La Jornada sábado 12 de diciembre de 1998

Fernando Benítez
La Virgen de Guadalupe

¿Rosas en el invierno mexicano? ¿Rosas en las ásperas rocas de nuestras montañas? Hace 500 años se realizó el milagro. Apareció la Virgen de Guadalupe, madre piadosa de todos los mexicanos.

El cura Hidalgo, buen conocedor del pueblo, hizo de la Virgen de Guadalupe la bandera de la Independencia. Devotos de la Virgen de los Remedios, los realistas odiaron a tal extremo a la Guadalupana que le formaron cuadro y la fusilaron. A pesar de ello, la contienda terminó con la victoria de la imagen profanada y la derrota de la divina de los generales españoles.

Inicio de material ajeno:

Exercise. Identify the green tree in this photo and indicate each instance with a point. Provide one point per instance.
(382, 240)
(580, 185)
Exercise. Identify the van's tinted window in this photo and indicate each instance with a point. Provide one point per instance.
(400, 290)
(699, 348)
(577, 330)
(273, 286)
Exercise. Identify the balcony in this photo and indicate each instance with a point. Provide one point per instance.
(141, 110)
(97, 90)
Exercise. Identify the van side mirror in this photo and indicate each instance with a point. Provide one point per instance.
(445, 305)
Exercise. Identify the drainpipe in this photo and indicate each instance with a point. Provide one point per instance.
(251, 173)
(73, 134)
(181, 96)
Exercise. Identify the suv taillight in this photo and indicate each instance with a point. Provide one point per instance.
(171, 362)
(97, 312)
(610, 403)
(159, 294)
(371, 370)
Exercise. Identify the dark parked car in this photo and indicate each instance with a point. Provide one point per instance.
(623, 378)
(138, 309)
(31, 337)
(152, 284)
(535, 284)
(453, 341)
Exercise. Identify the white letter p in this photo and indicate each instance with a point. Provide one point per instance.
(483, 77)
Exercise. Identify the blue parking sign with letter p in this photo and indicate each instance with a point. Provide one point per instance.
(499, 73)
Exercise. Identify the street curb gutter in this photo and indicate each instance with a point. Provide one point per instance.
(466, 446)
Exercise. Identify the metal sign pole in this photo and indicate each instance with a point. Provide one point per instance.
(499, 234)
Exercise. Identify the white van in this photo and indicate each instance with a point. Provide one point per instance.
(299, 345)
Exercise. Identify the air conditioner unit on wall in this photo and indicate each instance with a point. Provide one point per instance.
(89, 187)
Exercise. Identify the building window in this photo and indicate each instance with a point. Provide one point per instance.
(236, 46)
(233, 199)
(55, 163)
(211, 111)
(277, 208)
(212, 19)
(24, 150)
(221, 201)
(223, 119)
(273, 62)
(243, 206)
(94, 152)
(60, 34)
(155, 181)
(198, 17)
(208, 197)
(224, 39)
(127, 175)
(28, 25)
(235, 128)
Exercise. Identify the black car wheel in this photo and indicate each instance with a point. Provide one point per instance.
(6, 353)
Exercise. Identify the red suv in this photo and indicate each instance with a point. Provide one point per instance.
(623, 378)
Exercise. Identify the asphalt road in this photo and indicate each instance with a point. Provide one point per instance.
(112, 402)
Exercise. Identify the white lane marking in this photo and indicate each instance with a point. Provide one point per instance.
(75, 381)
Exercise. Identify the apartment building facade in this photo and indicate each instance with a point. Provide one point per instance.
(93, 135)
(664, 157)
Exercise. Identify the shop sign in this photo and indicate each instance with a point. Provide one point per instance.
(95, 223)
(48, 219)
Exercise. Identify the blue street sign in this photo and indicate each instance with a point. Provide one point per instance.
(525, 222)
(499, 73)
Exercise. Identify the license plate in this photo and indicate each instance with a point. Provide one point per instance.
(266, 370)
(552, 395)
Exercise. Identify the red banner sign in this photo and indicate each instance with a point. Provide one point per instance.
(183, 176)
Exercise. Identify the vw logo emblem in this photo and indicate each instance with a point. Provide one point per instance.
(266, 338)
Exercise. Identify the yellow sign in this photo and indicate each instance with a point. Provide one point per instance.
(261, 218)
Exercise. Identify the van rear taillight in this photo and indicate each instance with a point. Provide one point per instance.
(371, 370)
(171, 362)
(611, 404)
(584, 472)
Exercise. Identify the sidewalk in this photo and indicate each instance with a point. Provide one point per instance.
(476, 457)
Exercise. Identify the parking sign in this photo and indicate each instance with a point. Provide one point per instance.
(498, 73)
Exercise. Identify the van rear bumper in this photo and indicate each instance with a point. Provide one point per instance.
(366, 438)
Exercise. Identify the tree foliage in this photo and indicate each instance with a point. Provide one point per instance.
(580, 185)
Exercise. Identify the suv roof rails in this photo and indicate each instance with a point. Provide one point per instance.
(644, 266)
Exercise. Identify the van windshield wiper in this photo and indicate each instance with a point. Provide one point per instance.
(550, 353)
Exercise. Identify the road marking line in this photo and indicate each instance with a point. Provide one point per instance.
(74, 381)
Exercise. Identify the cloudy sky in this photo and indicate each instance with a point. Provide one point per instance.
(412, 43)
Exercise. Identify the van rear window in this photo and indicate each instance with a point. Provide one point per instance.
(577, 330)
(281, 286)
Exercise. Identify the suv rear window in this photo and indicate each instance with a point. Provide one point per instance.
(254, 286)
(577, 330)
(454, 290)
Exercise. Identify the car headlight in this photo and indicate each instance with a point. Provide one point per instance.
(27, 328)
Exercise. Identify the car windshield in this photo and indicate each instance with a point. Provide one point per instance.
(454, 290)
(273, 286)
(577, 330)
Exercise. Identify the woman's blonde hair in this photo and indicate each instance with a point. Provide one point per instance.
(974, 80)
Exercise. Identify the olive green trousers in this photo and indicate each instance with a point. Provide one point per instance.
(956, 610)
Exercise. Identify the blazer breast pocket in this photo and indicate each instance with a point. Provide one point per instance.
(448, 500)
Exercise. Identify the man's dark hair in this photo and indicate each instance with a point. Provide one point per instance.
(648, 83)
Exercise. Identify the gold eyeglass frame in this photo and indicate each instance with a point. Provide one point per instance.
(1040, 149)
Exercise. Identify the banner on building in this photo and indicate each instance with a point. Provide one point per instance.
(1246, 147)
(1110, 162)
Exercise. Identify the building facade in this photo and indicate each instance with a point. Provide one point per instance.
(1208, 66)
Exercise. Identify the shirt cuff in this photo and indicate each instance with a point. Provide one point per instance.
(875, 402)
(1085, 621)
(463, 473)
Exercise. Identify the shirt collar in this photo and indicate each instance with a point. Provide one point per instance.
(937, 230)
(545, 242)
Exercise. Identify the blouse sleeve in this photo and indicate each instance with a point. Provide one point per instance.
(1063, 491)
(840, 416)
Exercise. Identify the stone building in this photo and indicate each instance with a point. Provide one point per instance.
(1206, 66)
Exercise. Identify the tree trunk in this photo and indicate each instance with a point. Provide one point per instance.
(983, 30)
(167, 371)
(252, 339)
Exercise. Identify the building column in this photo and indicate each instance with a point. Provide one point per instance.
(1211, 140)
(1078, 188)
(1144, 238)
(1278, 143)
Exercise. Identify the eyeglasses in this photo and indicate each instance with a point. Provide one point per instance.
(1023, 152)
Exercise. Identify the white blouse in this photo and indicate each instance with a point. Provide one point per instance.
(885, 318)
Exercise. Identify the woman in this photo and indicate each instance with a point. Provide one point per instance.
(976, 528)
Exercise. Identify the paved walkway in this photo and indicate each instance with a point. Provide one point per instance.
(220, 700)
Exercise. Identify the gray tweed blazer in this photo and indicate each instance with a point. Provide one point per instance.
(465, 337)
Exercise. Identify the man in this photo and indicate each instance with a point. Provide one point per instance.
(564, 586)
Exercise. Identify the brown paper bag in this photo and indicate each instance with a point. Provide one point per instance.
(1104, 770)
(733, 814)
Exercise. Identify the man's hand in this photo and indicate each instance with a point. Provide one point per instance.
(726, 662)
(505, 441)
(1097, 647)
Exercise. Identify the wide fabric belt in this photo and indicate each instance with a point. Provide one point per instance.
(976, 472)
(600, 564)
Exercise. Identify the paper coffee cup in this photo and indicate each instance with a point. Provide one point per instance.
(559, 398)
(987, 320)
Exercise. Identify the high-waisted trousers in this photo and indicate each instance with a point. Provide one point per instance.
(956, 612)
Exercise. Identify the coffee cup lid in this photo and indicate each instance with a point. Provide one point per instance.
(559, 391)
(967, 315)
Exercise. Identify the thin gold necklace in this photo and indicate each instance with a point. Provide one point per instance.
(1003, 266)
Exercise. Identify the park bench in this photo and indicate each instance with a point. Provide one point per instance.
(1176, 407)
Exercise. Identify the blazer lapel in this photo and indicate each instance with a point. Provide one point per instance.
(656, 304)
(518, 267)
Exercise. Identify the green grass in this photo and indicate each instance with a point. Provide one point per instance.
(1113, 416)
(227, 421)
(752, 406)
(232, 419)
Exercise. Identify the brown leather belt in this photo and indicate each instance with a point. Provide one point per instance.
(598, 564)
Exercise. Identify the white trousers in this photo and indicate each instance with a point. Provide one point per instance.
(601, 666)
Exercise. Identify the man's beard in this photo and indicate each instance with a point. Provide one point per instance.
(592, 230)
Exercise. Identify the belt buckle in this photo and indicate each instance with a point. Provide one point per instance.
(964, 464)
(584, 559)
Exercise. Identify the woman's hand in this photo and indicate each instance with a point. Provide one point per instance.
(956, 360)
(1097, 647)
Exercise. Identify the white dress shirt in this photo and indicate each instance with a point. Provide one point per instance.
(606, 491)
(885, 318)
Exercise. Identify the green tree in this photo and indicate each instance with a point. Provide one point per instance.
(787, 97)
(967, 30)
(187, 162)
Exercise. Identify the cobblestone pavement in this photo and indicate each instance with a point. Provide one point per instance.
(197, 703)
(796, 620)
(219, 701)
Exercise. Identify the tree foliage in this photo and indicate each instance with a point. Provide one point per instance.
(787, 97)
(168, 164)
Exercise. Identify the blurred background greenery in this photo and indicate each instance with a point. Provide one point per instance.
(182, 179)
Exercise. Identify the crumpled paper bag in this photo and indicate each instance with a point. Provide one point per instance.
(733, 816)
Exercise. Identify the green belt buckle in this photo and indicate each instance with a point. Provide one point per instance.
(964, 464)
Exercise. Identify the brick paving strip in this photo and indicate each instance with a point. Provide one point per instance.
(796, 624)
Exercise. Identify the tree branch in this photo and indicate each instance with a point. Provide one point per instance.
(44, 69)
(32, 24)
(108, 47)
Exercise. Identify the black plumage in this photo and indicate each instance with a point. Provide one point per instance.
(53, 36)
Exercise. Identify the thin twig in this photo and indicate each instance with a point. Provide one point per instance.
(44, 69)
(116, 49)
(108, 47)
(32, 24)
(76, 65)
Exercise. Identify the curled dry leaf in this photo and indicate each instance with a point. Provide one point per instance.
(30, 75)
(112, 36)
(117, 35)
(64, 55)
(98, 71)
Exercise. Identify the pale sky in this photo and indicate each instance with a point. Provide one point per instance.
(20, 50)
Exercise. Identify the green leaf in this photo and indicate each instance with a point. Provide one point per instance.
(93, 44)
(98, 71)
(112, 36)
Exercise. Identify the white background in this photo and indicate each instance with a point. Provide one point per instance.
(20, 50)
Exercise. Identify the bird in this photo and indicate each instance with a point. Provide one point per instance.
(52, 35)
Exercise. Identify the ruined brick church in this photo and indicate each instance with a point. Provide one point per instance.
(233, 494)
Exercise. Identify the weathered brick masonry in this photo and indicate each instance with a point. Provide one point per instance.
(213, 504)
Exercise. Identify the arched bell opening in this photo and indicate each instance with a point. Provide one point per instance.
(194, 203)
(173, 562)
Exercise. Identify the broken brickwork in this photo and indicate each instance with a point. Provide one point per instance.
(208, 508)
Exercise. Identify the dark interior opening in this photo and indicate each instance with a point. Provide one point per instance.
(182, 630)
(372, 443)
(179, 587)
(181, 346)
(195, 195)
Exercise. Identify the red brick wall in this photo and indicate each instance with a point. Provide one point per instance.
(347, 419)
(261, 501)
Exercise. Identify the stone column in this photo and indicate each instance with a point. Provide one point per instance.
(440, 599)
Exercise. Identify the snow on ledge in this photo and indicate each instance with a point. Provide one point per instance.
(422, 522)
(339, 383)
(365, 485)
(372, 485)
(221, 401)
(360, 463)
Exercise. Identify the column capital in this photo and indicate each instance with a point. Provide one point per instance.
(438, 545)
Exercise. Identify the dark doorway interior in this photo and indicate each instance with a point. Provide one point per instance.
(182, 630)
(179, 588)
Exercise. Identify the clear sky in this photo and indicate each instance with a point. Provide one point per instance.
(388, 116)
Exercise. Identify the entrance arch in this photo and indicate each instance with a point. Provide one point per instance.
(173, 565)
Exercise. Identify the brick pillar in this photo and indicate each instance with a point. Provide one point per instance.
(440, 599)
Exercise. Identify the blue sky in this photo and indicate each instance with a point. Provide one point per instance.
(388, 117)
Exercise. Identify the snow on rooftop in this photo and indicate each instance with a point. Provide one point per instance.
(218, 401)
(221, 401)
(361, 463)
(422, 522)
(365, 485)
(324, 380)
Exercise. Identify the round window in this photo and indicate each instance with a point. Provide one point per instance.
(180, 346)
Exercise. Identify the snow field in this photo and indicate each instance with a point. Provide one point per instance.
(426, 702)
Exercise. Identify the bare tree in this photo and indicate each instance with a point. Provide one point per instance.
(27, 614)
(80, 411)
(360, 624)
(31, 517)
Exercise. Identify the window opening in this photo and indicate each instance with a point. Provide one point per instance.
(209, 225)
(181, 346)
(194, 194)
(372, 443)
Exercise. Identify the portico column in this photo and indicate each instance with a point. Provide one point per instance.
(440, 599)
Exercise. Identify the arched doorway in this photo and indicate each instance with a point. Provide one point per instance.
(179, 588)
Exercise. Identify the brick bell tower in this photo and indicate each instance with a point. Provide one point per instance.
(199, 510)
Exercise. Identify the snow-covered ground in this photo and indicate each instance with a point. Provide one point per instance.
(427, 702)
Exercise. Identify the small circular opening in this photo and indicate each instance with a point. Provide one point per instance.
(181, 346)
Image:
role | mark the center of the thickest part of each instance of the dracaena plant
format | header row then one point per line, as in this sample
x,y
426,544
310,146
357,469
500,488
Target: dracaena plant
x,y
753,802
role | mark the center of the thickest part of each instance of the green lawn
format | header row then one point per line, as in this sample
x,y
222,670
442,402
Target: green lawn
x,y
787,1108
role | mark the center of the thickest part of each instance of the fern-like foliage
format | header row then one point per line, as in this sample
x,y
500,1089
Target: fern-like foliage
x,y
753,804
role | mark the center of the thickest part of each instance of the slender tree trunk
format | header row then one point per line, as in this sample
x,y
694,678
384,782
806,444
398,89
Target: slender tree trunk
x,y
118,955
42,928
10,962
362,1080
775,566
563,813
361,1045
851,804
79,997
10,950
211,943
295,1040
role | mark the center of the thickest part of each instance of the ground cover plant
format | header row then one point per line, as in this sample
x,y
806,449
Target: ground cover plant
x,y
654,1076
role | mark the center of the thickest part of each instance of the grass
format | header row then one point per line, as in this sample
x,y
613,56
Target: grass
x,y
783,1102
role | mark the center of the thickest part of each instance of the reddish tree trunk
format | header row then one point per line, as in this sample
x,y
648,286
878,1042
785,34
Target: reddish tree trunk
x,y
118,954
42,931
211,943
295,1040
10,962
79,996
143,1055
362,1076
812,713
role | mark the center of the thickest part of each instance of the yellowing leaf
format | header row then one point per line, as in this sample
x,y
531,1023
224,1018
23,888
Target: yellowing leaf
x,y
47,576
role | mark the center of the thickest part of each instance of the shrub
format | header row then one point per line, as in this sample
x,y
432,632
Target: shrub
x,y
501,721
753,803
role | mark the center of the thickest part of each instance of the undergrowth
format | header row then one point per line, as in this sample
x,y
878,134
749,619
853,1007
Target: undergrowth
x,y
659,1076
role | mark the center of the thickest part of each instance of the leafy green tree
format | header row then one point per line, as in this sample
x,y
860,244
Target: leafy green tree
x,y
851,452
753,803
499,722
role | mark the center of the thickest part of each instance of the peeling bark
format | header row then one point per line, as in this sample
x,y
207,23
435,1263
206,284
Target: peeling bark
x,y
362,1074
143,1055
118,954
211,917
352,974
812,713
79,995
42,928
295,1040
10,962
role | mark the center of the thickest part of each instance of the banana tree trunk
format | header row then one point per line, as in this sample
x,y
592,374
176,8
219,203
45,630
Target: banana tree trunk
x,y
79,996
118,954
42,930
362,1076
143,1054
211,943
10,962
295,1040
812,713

Hoy, los días 11 y 12 de diciembre acuden a la Basílica millones de devotos. Multitud de indios vienen de sus pueblos por las carreteas, y se registran atropellamientos y muertes. Centenares de hombres y de mujeres pagan un favor arrastrándose de rodillas dos o tres kilómetros. Sus parientes les tienden rebozos y mantas, y detrás van dos o tres enfermeros que cargan una camilla. Se abre la multitud a su paso y, al llegar a la puerta, el penitente se arroja al suelo prorrumpiendo en sollozos. Ha pagado su manda.

Infinidad de guardias voluntarios hacen desfilar a los peregrinos que acuden en la noche fría. Los jóvenes llegan en bicicleta, que forman pilas en el atrio. Millares duermen sobre el suelo envueltos en sarapes, las cámaras de televisión bajo los reflectores registran el empuje de la muchedumbre, pero no esa especie de delirio que provoca la visión de la madre.

La Virgen no sólo es lo luminoso, la divinidad misma. Ella es la patria, ella es México, ella es América, su sola presencia dice lo inexpresable. Aunque la televisión y el clero traten de convertir la fiesta en un espectáculo, y en la madrugada acudan los mariachis, los cantantes famosos, las cofradías de concheros y danzante, la pasión religiosa de un pueblo se les escapa a ellos y al resto de los mexicanos.